I’ve been reading the series since issue 1 (there are only 3, so far), and they’ve really been showing us who Jonathan is, what it is like for him to be the son of Lois and Clark, to live with everyone’s expectations. They’ve made him distinct and interesting and authentic. They’ve made him feel and deal with his responsibilities, choose different paths than his parents, and yet make them proud of and confident in him. He is dealing with modern-day issues.
I think this series is well worth reading. I say that as a comic book fan and as a writer and publisher. I say that as someone who wants to see his own world made better and who rejects the divisiveness and extremes that are at the heart of so many of our problems, and who realizes that it takes at least two sides to divide a house against itself.
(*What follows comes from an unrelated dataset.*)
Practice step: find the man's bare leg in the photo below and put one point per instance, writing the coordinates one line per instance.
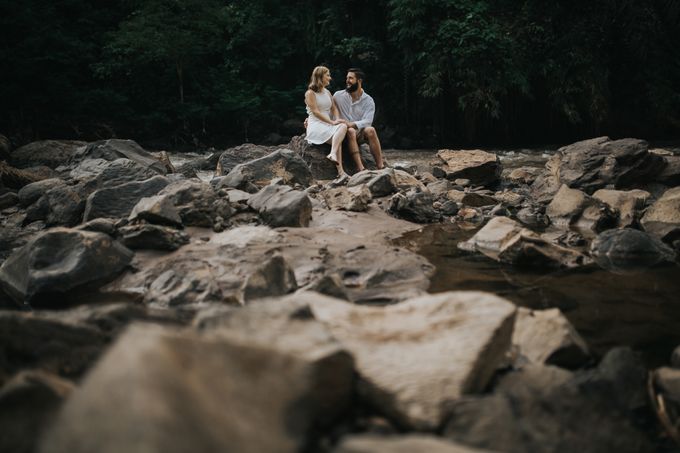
(353, 146)
(374, 145)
Yes, he makes flirty eyes a couple of issues from now with another young man and kisses him. Young men have done that as long as there have been young men. That’s life. And this book is written in 2021 when we have every reason to understand that that’s a fact of life, and by far not the most important one, except to the two young men involved and at the time. It’s also important, if less so, to a whole generation of young men and boys who need to see that that’s life, whether it’s a part of their life directly or just that of someone they know. You can be like me or different from me and be a superhero, be Superman—an important lesson.